Delle 31 persone coinvolte nel processo, perché presenti all’alba dello sgombero del 30 settembre di sette anni fa, il giudice Francesca Minieri ha ritenuto di condannare in primo grado (con il minimo delle pene) solo le persone che l’accusa ha potuto dimostrare essere stati più a lunghi presenti all’interno del Presidio permanente.
“Si parla di reati che andranno in prescrizione – spiegano i legali degli attivisti Laura Tartarini, Emanuele Tambuscio, Claudio Novaro e Gianluca Vitale – ma andremo in appello per chiedere l’assoluzione, perché crediamo non si possa equiparare un’evidente stato di necessità motivato da ragioni solidali a un’occupazione abusiva di un terreno”.
Per i legali degli imputati, le condanne in primo grado di oggi rappresentano un esempio di “criminalizzazione della solidarietà”, perché “tra le centinaia di persone che si alternavano a portare aiuti alla frontiera” le forze dell’ordine e la Procura avrebbero deliberatamente deciso di procedere esclusivamente contro “quelli che univano alla solidarietà rivendicazioni politiche”.
Al netto della vicenda giudiziaria, a distanza di sette anni dai fatti, alla frontiera di Ventimiglia proseguono i controlli selettivi della polizia francese alle persone con tratti somatici ritenuti “non europei”, con una media di 20-30 respingimenti al giorno a causa del regolamento di Dublino che prevede la permanenza dei richiedenti asilo nel paese di arrivo.
“Processano la libertà di movimento e la solidarietà – spiegano gli attivisti che hanno atteso l’emanazione della sentenza davanti al Tribunale di Imperia – Se abbiamo commesso un reato è stato quello di creare un luogo dove si provava a stare assieme, a ostacolare gli organismi repressivi, a provvedere ai nostri bisogni, a rivendicare un’altra rotta, più umana, per chi voleva muoversi attraverso le strade del mondo.

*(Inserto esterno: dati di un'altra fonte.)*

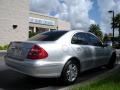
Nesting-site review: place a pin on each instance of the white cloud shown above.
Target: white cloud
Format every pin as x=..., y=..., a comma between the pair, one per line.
x=43, y=6
x=104, y=7
x=74, y=11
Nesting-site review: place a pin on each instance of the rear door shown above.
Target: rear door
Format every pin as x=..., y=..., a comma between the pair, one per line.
x=99, y=50
x=83, y=50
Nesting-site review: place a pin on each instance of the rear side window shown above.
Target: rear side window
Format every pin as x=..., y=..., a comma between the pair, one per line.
x=94, y=41
x=48, y=36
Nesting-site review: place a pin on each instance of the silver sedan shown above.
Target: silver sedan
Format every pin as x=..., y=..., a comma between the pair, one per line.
x=61, y=54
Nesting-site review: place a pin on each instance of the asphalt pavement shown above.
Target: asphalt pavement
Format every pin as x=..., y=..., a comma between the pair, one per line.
x=11, y=80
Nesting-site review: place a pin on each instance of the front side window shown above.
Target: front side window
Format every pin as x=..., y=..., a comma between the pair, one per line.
x=48, y=36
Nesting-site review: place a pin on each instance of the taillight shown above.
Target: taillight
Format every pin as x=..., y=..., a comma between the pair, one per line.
x=36, y=52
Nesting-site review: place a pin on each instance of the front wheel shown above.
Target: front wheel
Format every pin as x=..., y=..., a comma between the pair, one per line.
x=70, y=73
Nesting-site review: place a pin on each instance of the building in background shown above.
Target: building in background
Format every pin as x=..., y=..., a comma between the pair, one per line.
x=16, y=21
x=40, y=23
x=13, y=20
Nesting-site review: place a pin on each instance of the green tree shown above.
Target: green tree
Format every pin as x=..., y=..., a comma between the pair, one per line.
x=95, y=29
x=106, y=38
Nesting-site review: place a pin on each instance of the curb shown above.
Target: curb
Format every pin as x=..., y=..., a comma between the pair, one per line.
x=97, y=78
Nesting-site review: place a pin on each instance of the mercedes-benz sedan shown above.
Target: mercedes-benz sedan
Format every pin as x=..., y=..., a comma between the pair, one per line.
x=61, y=54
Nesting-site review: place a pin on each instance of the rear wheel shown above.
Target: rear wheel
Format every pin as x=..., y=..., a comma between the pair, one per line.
x=70, y=73
x=112, y=61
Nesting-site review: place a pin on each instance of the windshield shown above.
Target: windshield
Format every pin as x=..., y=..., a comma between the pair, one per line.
x=48, y=36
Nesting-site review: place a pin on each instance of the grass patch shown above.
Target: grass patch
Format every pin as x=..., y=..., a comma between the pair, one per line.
x=109, y=83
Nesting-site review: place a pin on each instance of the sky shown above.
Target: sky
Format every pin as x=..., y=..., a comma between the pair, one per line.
x=80, y=13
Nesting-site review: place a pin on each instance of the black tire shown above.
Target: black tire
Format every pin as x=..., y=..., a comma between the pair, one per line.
x=68, y=69
x=112, y=61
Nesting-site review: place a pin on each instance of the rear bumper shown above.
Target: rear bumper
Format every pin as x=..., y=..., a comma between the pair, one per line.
x=35, y=68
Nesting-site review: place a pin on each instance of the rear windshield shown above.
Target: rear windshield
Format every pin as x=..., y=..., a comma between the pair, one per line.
x=48, y=36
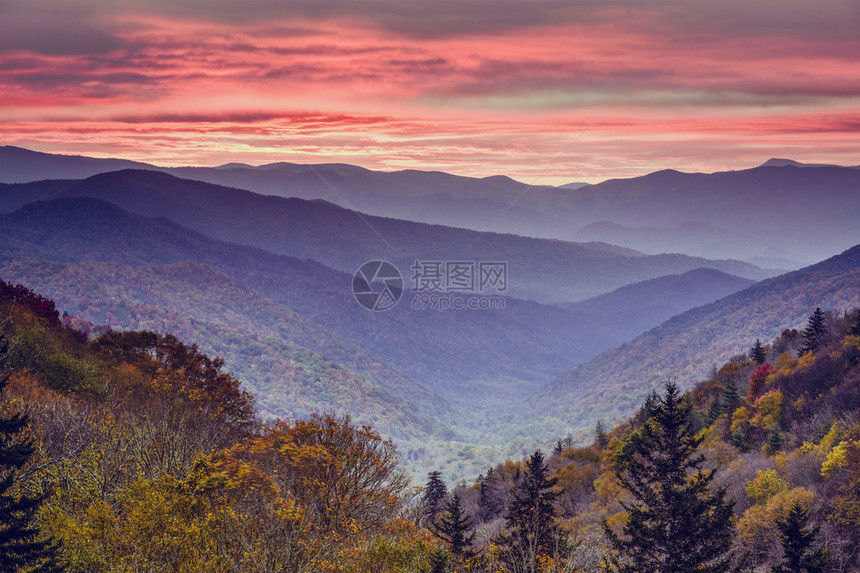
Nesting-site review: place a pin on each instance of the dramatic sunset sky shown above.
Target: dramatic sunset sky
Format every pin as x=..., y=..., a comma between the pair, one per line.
x=546, y=91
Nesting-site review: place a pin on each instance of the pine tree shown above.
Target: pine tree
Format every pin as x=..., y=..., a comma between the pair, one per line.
x=715, y=410
x=774, y=438
x=797, y=539
x=434, y=492
x=489, y=501
x=453, y=525
x=20, y=543
x=676, y=523
x=532, y=531
x=815, y=333
x=731, y=397
x=649, y=407
x=601, y=438
x=757, y=353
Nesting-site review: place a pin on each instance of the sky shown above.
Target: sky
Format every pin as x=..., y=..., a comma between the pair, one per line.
x=544, y=91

Non volevamo confini, non volevamo lager, non volevamo violenze, non usavamo guanti di lattice, non volevamo che nessuno rimanesse indietro”.
Oggi, come nel 2015, non esistono soluzioni istituzionali, il campo di transito aperto nel 2016 dalla Prefettura è stato chiuso e i migranti sono sempre accampati in soluzioni di fortuna.
Resiste una presenza solidale alla frontiera, portata avanti prevalentemente dalla Caritas, da alcune ong e dai solidali di Progetto 20k e Kesha Niya. Diversamente da sette anni fa, tuttavia, a oggi i solidali sembrano limitarsi al monitoraggio e al supporto delle persone in transito, con periodiche denunce delle ripetute violazioni ai danni dei migranti (in particolar modo donne e minori), ma scarsissimo margine di contestazione con manifestazioni pubbliche delle politiche che regolano l’immigrazione in Europa, iniziative che erano frequenti quando solidali e migranti erano riusciti a gestire insieme uno spazio di transito come la “bolla” dei Balzi Rossi che si era creata nel 2015.